The researchers concluded that the rates of psychiatric disorders in patients with epilepsy vary tremendously from 19 percent in population-based studies to 80 percent in neurosurgical patients who have epilepsy, with mood disorders being the most common psychiatric condition. The analysis suggests that the overall prevalence of adverse psychiatric events is 9.26 percent, with a much higher prevalence in children than in adults (19.2 percent versus 7.3 percent).

Janssen Scientific Affairs reported the results of an analysis evaluating the role of risperidone long-acting injection (RLAI) as a maintenance treatment in subjects recently diagnosed with bipolar I disorder.

A post-hoc subgroup analysis of a randomized, double-blind study of RLAI monotherapy vs. placebo in the maintenance treatment assessed subjects recently diagnosed (<=5 years since diagnosis) or chronically ill (>5 years). Subjects who maintained response to RLAI for at least 26 weeks in an open-label stabilization phase were randomized 1:1 to placebo injections or RLAI (at open-label response dose) for up to 24 months.

RLAI significantly delayed the time to recurrence of a mood episode compared with placebo in both recently diagnosed and chronically ill subjects with bipolar I disorder. Placebo data suggested recently diagnosed subjects may perform worse during treatment withdrawal than chronically ill subjects.

Researchers associated with Sunovion Pharmaceuticals reported the results of a study to evaluate the efficacy and safety of lurasidone, flexibly dosed at 20-60 mg/day or 80-120 mg/day, in the treatment of major depressive episodes in patients with bipolar I disorder without psychotic features.

Subjects meeting DSM-IV-TR criteria for bipolar I depression, with or without rapid cycling, with a Montgomery Asberg Depression Rating Scale (MADRS) score ≥20 and a Young Mania Rating Scale score ≤12, were randomized to six weeks of once-daily, double-blind treatment with either lurasidone 20-60 mg, lurasidone 80-120 mg, or placebo.

Lurasidone treatment resulted in significantly greater MADRS score reduction at a week 6 endpoint for both treatment groups compared with the placebo group.

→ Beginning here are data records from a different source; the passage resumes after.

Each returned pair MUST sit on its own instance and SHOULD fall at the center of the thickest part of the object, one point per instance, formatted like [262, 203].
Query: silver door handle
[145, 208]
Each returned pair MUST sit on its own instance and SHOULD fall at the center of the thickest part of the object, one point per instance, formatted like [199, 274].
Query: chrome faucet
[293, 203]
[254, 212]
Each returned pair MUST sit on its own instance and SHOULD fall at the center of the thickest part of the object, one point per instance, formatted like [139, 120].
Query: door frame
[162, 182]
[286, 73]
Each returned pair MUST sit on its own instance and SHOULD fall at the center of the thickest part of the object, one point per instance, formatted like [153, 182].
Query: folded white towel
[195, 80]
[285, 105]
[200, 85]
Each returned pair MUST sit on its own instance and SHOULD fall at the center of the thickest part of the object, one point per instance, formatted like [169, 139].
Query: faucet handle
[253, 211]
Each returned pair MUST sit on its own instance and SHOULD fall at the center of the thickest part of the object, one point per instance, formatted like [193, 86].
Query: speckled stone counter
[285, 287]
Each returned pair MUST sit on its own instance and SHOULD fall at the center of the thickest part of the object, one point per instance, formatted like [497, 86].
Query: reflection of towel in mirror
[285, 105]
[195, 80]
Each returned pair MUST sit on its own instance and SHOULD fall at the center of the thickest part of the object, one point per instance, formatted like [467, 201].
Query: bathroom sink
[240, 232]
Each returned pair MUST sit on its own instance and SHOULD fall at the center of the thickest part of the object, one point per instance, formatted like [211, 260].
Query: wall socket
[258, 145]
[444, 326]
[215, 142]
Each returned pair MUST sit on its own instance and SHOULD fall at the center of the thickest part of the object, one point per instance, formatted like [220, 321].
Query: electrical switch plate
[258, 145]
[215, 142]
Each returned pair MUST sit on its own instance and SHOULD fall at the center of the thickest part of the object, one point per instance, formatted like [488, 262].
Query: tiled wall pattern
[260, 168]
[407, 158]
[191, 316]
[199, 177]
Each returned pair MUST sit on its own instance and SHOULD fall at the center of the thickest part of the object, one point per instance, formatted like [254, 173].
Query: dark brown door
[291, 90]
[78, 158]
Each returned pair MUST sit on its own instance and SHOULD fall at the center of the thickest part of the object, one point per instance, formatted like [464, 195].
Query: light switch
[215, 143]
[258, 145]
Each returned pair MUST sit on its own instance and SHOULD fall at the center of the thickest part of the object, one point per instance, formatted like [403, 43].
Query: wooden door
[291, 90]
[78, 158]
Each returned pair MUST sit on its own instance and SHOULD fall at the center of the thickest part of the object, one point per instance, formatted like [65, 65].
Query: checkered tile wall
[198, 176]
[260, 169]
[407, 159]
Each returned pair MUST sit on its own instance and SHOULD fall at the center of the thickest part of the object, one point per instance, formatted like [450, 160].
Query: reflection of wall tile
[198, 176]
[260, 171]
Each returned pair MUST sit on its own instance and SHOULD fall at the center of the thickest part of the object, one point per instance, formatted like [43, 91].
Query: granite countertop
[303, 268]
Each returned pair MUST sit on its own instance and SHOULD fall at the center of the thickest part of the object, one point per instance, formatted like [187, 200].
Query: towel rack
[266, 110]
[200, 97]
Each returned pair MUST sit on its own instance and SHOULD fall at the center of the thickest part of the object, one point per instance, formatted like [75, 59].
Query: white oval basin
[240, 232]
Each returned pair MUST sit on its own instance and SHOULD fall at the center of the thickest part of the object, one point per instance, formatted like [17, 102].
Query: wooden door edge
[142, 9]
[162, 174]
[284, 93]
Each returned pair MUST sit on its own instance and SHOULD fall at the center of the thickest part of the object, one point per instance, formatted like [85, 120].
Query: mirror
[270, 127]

Discontinuation rates due to adverse events for lurasidone at both dosage ranges were similar to placebo.

The researchers concluded that mono-therapy with lurasidone significantly reduced depressive symptoms in patients with bipolar I depression. Lurasidone treatment also significantly improved anxiety, self-rated quality of life, and ability to function. Tolerability and safety of lurasidone was consistent with results of previous studies in schizophrenia patients.